Indeed, persistent pain, risk for substance abuse, depression and anxiety are frequently parts of one complex package that requires careful sorting out, says Peggy Compton, a registered nurse and an expert on pain and addiction at the University of California, Los Angeles. But sometimes doctors who are concerned patients might be addicted to their medications simply stop treating them, without addressing the problem. “The patient is very likely in pain,” says Compton. “But they’re being sent out without any pain management, without anybody treating their addiction.”
What’s the average person’s risk of getting hooked? “The answer is we don’t honestly know,” says David Oslin, M.D., a geriatric psychiatrist and addiction specialist at the University of Pennsylvania. “But the sense is that the vast majority take these drugs in a reasonable way.”
It’s important, he says, to understand that anyone who’s on opioid painkillers for more than a month or two may experience uncomfortable symptoms—cold sweats, cramping and the like—if the drug is abruptly withdrawn rather than tapered off. This physiological dependence doesn’t mean a patient is addicted (a term used to describe a problem that’s more psychosocial and often more chronic), so that a patient’s daily life comes to revolve around getting the drugs despite negative consequences.
Who’s the most likely to get into trouble with habit-forming medications? Those with a personal or family history of substance abuse or addiction, mood disorders and childhood sexual abuse.
Full-blown addiction with the associated behaviors—going from doctor to doctor to get more medication, “losing” prescriptions and repeatedly pleading for early refills—probably occurs in at most 5 percent of patients taking the opioid painkillers chronically, says Oslin. A larger group occupies a gray area, taking opiates as prescribed, not getting relief, but very much attached to continuing the drugs rather than trying a different tack. “Are they addicted? In some sense, yes,” says Oslin.

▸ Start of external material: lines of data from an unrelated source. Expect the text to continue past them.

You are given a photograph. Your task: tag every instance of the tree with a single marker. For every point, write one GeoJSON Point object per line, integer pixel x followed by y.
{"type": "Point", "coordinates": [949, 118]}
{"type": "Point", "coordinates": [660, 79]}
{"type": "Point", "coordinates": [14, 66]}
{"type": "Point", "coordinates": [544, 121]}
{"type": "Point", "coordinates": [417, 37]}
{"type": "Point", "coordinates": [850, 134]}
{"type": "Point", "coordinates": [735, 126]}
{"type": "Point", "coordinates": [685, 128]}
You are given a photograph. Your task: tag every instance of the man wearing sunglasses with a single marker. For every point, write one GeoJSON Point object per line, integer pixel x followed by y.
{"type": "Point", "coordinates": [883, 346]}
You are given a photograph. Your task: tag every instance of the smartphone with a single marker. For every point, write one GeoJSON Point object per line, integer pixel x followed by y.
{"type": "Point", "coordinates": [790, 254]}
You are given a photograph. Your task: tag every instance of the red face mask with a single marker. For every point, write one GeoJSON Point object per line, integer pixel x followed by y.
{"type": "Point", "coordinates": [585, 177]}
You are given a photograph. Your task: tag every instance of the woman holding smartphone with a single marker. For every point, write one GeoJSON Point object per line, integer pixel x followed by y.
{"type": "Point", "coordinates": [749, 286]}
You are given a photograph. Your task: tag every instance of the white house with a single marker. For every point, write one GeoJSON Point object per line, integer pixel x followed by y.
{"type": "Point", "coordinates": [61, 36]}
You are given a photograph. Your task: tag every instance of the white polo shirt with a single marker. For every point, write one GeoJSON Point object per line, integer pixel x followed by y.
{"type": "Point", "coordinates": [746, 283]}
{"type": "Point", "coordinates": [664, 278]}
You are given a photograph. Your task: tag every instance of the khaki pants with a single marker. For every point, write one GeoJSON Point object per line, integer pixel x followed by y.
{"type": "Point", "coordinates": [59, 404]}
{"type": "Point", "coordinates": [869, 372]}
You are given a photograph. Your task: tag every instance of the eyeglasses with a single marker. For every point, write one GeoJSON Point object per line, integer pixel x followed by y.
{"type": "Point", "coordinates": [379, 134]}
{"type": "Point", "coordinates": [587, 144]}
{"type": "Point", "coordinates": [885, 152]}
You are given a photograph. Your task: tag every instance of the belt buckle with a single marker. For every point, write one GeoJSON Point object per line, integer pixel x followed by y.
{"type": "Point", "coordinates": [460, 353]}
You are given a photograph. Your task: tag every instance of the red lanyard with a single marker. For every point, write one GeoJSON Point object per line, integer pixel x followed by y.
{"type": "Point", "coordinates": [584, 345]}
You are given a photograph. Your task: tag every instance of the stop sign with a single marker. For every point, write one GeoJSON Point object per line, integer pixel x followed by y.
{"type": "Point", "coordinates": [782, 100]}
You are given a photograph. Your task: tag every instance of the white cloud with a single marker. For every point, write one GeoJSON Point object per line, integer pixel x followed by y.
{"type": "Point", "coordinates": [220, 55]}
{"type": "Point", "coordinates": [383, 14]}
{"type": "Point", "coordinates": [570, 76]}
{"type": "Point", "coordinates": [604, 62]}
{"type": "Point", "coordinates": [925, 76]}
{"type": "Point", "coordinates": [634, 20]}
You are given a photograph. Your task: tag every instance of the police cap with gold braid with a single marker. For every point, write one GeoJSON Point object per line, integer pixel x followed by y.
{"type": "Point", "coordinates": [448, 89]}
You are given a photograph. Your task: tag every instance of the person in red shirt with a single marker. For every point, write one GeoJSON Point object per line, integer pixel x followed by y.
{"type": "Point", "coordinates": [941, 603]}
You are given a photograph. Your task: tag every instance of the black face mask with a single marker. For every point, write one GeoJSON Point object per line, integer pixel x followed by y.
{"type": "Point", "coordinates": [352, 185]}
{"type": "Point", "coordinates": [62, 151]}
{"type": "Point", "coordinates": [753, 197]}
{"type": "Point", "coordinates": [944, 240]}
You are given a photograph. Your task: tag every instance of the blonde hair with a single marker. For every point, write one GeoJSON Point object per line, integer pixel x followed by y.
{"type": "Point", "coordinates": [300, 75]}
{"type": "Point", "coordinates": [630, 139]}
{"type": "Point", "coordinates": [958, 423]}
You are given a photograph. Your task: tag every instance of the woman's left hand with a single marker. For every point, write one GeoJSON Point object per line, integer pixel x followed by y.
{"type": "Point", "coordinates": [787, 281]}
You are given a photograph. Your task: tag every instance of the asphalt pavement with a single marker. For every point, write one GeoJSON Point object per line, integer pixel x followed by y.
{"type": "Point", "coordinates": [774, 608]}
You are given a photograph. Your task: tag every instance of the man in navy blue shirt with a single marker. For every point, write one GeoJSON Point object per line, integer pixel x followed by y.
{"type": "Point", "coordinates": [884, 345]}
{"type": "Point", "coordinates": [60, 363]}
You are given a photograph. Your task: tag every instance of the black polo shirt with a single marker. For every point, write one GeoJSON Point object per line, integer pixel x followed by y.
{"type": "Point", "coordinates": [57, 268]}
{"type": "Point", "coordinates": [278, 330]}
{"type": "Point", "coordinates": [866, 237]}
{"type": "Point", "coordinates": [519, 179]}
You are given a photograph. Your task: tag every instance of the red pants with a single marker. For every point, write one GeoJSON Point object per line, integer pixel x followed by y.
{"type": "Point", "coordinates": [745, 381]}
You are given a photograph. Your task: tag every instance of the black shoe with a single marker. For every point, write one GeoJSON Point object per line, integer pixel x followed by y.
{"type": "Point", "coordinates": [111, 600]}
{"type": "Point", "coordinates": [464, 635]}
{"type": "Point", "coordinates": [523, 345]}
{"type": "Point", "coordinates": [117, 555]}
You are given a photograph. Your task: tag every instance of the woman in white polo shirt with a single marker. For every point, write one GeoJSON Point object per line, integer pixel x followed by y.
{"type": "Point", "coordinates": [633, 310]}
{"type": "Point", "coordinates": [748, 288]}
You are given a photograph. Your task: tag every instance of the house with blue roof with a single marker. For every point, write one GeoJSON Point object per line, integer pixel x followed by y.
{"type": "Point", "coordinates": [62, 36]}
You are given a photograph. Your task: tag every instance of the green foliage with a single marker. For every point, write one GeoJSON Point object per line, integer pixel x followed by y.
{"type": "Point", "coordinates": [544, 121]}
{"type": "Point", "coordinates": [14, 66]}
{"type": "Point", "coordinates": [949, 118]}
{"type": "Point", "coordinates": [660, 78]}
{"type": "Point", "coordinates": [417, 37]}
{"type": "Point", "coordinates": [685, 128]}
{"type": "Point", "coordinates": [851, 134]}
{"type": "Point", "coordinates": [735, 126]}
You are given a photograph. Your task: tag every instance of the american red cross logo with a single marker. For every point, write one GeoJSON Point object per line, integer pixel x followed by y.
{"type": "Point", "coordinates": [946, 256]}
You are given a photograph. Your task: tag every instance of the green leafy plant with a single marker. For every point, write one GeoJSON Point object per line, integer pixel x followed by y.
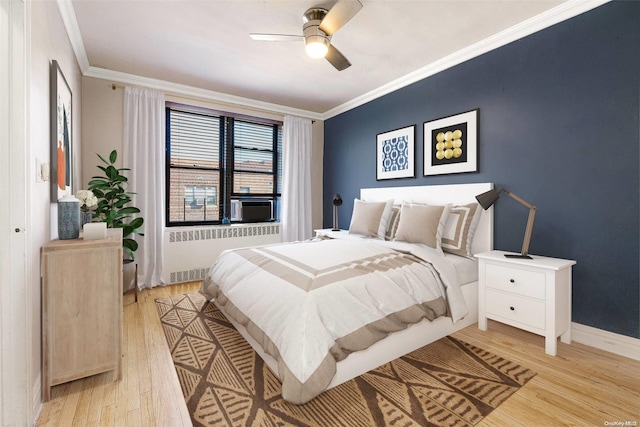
{"type": "Point", "coordinates": [113, 202]}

Benzos, after all these years
Another class of prescription drugs that’s proved problematic, especially for older people, is benzodiazepines. Sometimes called benzos or “minor tranquilizers,” these drugs include Valium, Xanax, Klonopin and Ativan and are prescribed for anxiety, panic attacks and sleep disorders. The trend in the use of these drugs is quite different from that of narcotic painkillers. After widespread use in the ’60s, ’70s and ’80s, concern about abuse and dependency drove doctors to push for limiting benzodiazepines to short-term prescriptions. Even so, these pills remain a medical mainstay, with 10 percent to as many as 20 percent of older people reporting taking a benzodiazepine.
In research published in the Journal of General Internal Medicine in 2007, psychologist Joan M. Cook conducted interviews with 50 older patients in Philadelphia primary care practices who were routinely taking benzodiazepines, in some cases daily and for many years. Now an assistant professor in the psychiatry department at Yale University, Cook found the patients felt reliant on the pills, and some expressed a deep reluctance to try going off of them. “I see no reason why I should put myself through hell,” one patient told Cook. “If it makes me feel better, I’m gonna do it … We don’t have that long to live, and we might as well enjoy ourselves while we’re here.”
Feeling better is precisely the point, of course, even though getting off the drugs can be tough at first as anxiety symptoms rebound. In fact, increased well-being is the likely outcome, says Cook. As people get older, the same dose of a benzodiazepine packs more power and can slow mental functioning, cause excessive sedation and lead to falls or other accidents. As one of Cook’s subjects told her: “My head always feels foggy.”